More information about the printer can be found at Adafruit Industries here
Piccolo
Small CNC bot, potential drawing machine for only $70. As you can see in the video below, it is capable of some interesting things:
Piccolo is a pocket-sized stand-alone CNC platform. For under $70, you will be able to assemble your personal Arduino-compatible kit for tinkering, and playing with basic CNC output. Be it plotting a quick graffiti, printing a one-off business card on the fly, or multiple Piccolos working together to create a large mural, this kit provides a platform for experimenting with 2D or 3D digital fabrication at a small scale.
We are currently refining the Piccolo prototype into an open-source design that is simple, quick to assemble, and easy to use, and is entirely composed of digitally manufactured components and inexpensive off-the-shelf hardware.
The Piccolo project includes Arduino and Processing libraries, to use Piccolo in a variety of ways such as moving autonomously or responding to sensors and data, whilst providing an accessible educational tool and a new output for Processing sketches.
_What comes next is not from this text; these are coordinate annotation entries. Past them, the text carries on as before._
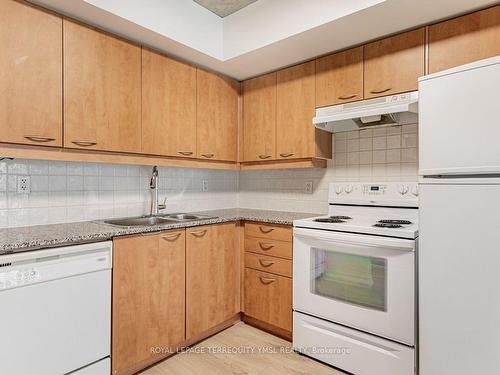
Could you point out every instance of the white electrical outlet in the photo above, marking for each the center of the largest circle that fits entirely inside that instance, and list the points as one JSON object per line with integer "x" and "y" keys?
{"x": 308, "y": 187}
{"x": 23, "y": 184}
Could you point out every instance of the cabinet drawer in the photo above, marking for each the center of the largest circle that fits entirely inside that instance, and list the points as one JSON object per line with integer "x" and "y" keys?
{"x": 268, "y": 247}
{"x": 264, "y": 263}
{"x": 268, "y": 298}
{"x": 267, "y": 231}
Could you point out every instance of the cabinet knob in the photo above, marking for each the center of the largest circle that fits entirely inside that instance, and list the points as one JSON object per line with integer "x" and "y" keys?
{"x": 264, "y": 230}
{"x": 349, "y": 96}
{"x": 266, "y": 246}
{"x": 84, "y": 143}
{"x": 171, "y": 237}
{"x": 380, "y": 91}
{"x": 39, "y": 138}
{"x": 200, "y": 233}
{"x": 265, "y": 263}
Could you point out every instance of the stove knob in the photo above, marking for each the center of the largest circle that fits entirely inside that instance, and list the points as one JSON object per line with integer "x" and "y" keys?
{"x": 414, "y": 190}
{"x": 403, "y": 189}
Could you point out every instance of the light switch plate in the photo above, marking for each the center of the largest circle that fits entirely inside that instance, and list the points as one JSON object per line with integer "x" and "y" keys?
{"x": 23, "y": 184}
{"x": 308, "y": 187}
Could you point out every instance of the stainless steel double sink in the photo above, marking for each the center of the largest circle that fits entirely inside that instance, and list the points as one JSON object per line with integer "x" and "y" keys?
{"x": 148, "y": 220}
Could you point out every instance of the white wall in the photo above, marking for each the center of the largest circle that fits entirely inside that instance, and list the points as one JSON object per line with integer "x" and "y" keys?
{"x": 66, "y": 192}
{"x": 266, "y": 22}
{"x": 183, "y": 21}
{"x": 386, "y": 154}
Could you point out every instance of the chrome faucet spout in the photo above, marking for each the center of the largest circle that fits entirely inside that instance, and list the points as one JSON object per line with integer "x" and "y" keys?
{"x": 153, "y": 185}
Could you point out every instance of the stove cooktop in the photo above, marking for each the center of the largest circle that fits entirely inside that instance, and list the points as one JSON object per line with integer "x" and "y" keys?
{"x": 385, "y": 209}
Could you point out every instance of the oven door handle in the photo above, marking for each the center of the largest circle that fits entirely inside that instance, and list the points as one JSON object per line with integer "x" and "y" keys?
{"x": 369, "y": 344}
{"x": 356, "y": 240}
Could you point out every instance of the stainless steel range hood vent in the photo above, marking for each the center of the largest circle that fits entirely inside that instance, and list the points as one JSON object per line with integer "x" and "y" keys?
{"x": 385, "y": 111}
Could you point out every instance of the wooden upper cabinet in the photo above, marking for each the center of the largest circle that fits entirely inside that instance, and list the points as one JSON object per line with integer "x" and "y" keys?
{"x": 212, "y": 277}
{"x": 465, "y": 39}
{"x": 102, "y": 91}
{"x": 393, "y": 65}
{"x": 30, "y": 75}
{"x": 259, "y": 118}
{"x": 339, "y": 77}
{"x": 148, "y": 297}
{"x": 217, "y": 117}
{"x": 168, "y": 106}
{"x": 296, "y": 136}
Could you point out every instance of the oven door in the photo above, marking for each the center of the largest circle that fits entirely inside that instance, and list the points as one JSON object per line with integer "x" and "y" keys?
{"x": 361, "y": 281}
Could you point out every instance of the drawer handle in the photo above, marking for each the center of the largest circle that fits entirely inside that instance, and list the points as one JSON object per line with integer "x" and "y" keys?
{"x": 345, "y": 97}
{"x": 200, "y": 233}
{"x": 380, "y": 91}
{"x": 153, "y": 233}
{"x": 265, "y": 246}
{"x": 266, "y": 280}
{"x": 84, "y": 143}
{"x": 266, "y": 230}
{"x": 171, "y": 237}
{"x": 265, "y": 263}
{"x": 39, "y": 138}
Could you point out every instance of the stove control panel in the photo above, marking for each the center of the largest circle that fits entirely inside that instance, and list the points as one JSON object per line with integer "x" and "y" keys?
{"x": 400, "y": 194}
Piccolo isn’t available yet, but you can be notified via their website here
Hacked Commodore 64 Turned Into USB Keyboard
Now works with an iPad.
From biosrhythm:
Just a follow up to the C64 USB keyboard Arduino project that I made last week. I was curious if it would work on the iPad using the iPad Camera Connection kit. So I tried it out and was greeted with the error “Cannot Use Device” and “The connected USB device is not supported.” I dismissed the window and tried anyway and it worked! I was able to type in any application.
Arduino-powered handheld mini printer
Fade Away 1

Project uses tweets featuring words ‘fade away’, mechanically writes them onto light-sensitive surface with laser, which eventually disappear over time:
Some people say that what you put on the internet never goes away. Perhaps it’s just a cautious way of thinking about what you upload, but in reality, things really do fade away. And if a particular datum isn’t ever completely eradicated in your lifetime, it gets diluted among the huge amount of data that get uploaded everyday.
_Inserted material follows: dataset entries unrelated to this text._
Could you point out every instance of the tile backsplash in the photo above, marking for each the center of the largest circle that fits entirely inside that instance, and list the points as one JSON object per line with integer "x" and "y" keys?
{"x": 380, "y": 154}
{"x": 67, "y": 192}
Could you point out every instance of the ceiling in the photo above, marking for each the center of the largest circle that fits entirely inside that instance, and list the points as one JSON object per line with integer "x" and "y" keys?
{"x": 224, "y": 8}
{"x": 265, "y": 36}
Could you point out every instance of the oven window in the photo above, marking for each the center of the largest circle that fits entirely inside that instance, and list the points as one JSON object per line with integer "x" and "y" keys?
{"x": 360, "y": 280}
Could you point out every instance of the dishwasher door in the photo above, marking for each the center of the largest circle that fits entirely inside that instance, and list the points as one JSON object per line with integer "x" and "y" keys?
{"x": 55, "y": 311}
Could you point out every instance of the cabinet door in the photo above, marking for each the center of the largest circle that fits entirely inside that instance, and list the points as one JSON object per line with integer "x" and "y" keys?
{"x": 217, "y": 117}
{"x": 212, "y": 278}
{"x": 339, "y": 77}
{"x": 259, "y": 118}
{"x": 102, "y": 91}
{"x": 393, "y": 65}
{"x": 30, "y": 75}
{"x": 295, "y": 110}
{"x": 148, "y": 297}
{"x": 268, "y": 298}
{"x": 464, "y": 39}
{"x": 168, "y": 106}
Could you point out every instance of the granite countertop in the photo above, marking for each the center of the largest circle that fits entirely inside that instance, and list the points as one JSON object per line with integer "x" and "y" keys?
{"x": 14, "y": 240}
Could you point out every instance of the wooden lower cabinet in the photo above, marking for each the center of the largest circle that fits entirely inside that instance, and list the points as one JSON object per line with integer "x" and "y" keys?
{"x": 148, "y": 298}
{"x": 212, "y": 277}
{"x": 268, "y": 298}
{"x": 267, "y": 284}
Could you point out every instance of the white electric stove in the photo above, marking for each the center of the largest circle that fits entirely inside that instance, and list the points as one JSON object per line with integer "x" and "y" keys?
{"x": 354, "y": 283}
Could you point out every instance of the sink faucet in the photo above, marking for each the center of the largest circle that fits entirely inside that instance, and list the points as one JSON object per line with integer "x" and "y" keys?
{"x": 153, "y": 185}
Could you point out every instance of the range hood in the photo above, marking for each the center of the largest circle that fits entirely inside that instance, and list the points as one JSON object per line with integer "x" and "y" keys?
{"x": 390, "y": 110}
It was on this theme that I created Fade Away 1 for my Introduction to Physical Computing final. It performs a twitter search for the term “fade away” and uses an ultra violet laser diode to write these tweets on a phosphorescent surface. Each character has been programmed into an Arduino, which controls the servo motors and the laser.
More info, including links to source code, can be found here
Remote Controlled Glass Block LED Matrix via Hack A Day

I can see this taking off in the home furnishings market, especially if more colours can be displayed. But first things first … everyone would love to have Tetris!
At Hive13, a Cincinnati-based hackerspace, they like to hack everything – even their bathroom. One of the bathroom’s walls faces the street, and is made up of thick glass privacy blocks. A few years ago, they thought it would be a cool idea to install an LED matrix to the back side of the glass wall to spruce things up a bit. After a couple of iterations, they finally had something they were happy to show off, but they wanted to make it even cooler.